Hands on with Apple’s Studio Display firmware update

Two pictures of Jason

Apple has released both developer and public beta versions of macOS 12.4 that include within them a beta version of the firmware for the Apple Studio Display. This is the first update to the Studio Display firmware since it shipped, and Apple says that it “has refinements to the Studio Display camera tuning, including improved noise reduction, contrast, and framing.”

Since my Studio Display arrived last week and I haven’t yet sent back Apple’s review unit, I’m in the enviable position of having two Studio Displays available for testing. So I updated my display, kept the stock firmware on the review unit, placed them as close as possible to one another to take similar shots, and compared the two.

But first, some observations about the process of updating the Studio Display. After updating to the macOS 12.4 beta and rebooting, the new Studio Display firmware becomes available as an update. Applying this update requires another reboot (and a stealth reboot at the end of that process).

Since the software that runs the display’s webcam is on the display itself, you should see those changes even on Macs not running the latest beta. (This makes sense—Apple would never want a display to suddenly become incompatible with older devices due to a firmware update.) So if you really want to update a display but don’t want your primary Mac to be running a beta, perhaps find another Mac that’s capable of running the update to sacrifice to the cause.

So how does it look? I’ve posted a video on YouTube so you can see for yourself. I’ve placed a few stills from that video below.

In general, I’d say the new firmware generates a better picture. A lot of that is down to the fact that it seems to prefer a wider crop. That’s good, because it means it’s using a larger portion of the Center Stage camera’s 12 megapixel image. More pixels should equate to a better image.
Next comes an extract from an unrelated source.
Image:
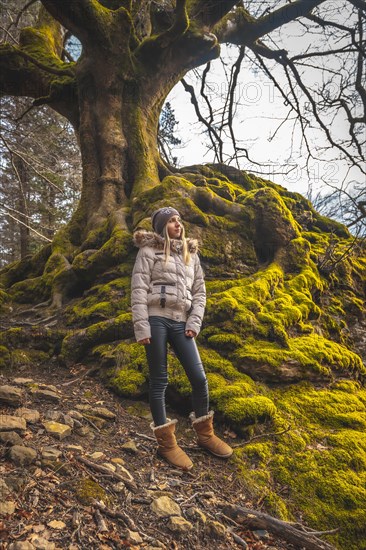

I’m not sure I have figured out how the Center Stage framing algorithm may have been tweaked. An advantage of the new, wider crop that Center Stage seems to prefer is that it requires less panning in general—a slight shift in posture isn’t nearly as dramatic when there’s more room around a face in the frame. In certain circumstances it did appear that framing adjustments were happening later on the new firmware, but in other cases the panning seemed pretty much identical.

two faces

In terms of image quality, beyond having access to extra pixels due to framing, it looks like the camera is being a bit less aggressive when it comes to softening the image and in trying to decrease contrast. In some of the lighting conditions I tested, the dynamic range of the image seemed to be a little wider—highlights weren’t as crushed down, though blacks were still a little more of a gray. Compare it to another Apple webcam like the iMac Pro and you can really see how much less contrast this camera provides.

two faces
With Center Stage turned off, the crop is not as hilariously high.

One other change in this version: Turning off Center Stage provides a lower crop than it did in the previous firmware, which was comically high. This one is more likely to include my entire face in the frame, rather than just the top portion of it. (The image sample above is actually a little unfair to the new firmware; in order to get the two displays to work simultaneously, I had to place the new-firmware display higher above my desk than I normally would.)

So is all forgiven? Not really. Anyone who thought that a firmware update would transform the Center Stage camera into a different camera was probably fooling themselves. This is still a 12 megapixel wide-angle camera that’s being dynamically cropped, and while firmware fixes can definitely improve the image output, there are limits to those changes.

I hope the team at Apple that’s working on this firmware continues that work, because there’s more that can be done to improve things. (I still think the firmware’s insistence on doing rapid, jerky recentering of the image is a mistake, compared to subtler movements like you’d see on television. And the contrast could still be better.) But this firmware release is a definite improvement on what was there last month when the Studio Display shipped.